Third Vs. First Person in a Dissertation
It's debatable whether to use first and third person in a dissertation. Consensus has been to use third person, and avoid using the first person, "I." However, writers sometimes use metadiscourse, which has been accepted as a professional writing device. Metadiscourse is when a writer refers to herself or summarizes her work and thinking process. It includes the writer's reference to her intentions, confidence, directions to the reader or the progression of the writing while using the first person. Nonetheless, first person use in dissertations is up to the discretion of individual universities and professors.
First person is often discouraged in dissertation writing since it can blur objectivity. If the writer has to refer to herself within the writing, some experts, including Dr. Rosemary Talab from Kansas State University, suggest using "the researcher" or "the author."
Avoiding the third person can also lead to confusion, as noted by the American Psychological Association. Referring to authors or the author in a sentence while also using an outside reference can make it unclear which author the writer is discussing. Not using the first person can also lead to anthropomorphism, having an inanimate object or concept, such as a study or experiment, take on human behavior. If a student's work has been composed in a group, the editorial "we" is appropriate. However, if it is an individual work, the author should refrain from using the plural and rely on the singular "I."

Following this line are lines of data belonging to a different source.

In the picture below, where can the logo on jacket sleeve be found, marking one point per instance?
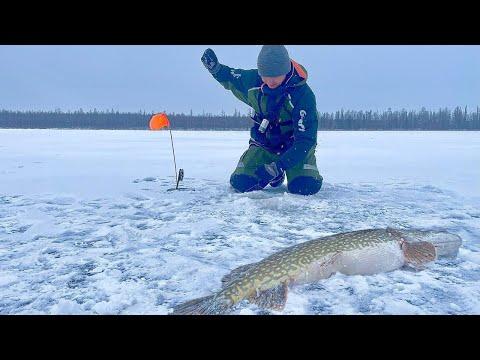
(235, 75)
(301, 127)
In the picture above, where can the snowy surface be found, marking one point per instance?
(89, 223)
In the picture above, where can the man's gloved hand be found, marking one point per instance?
(269, 172)
(209, 59)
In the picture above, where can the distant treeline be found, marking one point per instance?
(442, 119)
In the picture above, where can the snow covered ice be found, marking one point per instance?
(89, 223)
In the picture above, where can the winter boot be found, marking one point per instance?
(278, 180)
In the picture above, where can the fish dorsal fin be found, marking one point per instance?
(235, 273)
(419, 253)
(273, 298)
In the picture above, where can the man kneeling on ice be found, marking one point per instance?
(284, 134)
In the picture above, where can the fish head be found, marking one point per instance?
(446, 244)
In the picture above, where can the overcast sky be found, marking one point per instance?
(171, 78)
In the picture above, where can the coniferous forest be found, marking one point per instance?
(441, 119)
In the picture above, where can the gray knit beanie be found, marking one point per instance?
(273, 61)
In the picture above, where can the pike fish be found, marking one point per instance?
(363, 252)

When considering point of view for a dissertation, universities, including the University of Maine, commonly instruct students to choose one and use the same perspective throughout the dissertation to avoid confusion and maintain uniformity.
4 Dissertation Committee
The best action is for students to discuss their choice of first person over third person with their committee members and consult their graduate school's guidelines for accepting the dissertation. Doing so will ensure that the proper style is submitted. For example, the University of North Carolina Wilmington suggests that dissertations be written in the third person, but acknowledges that first person could be applicable in certain cases.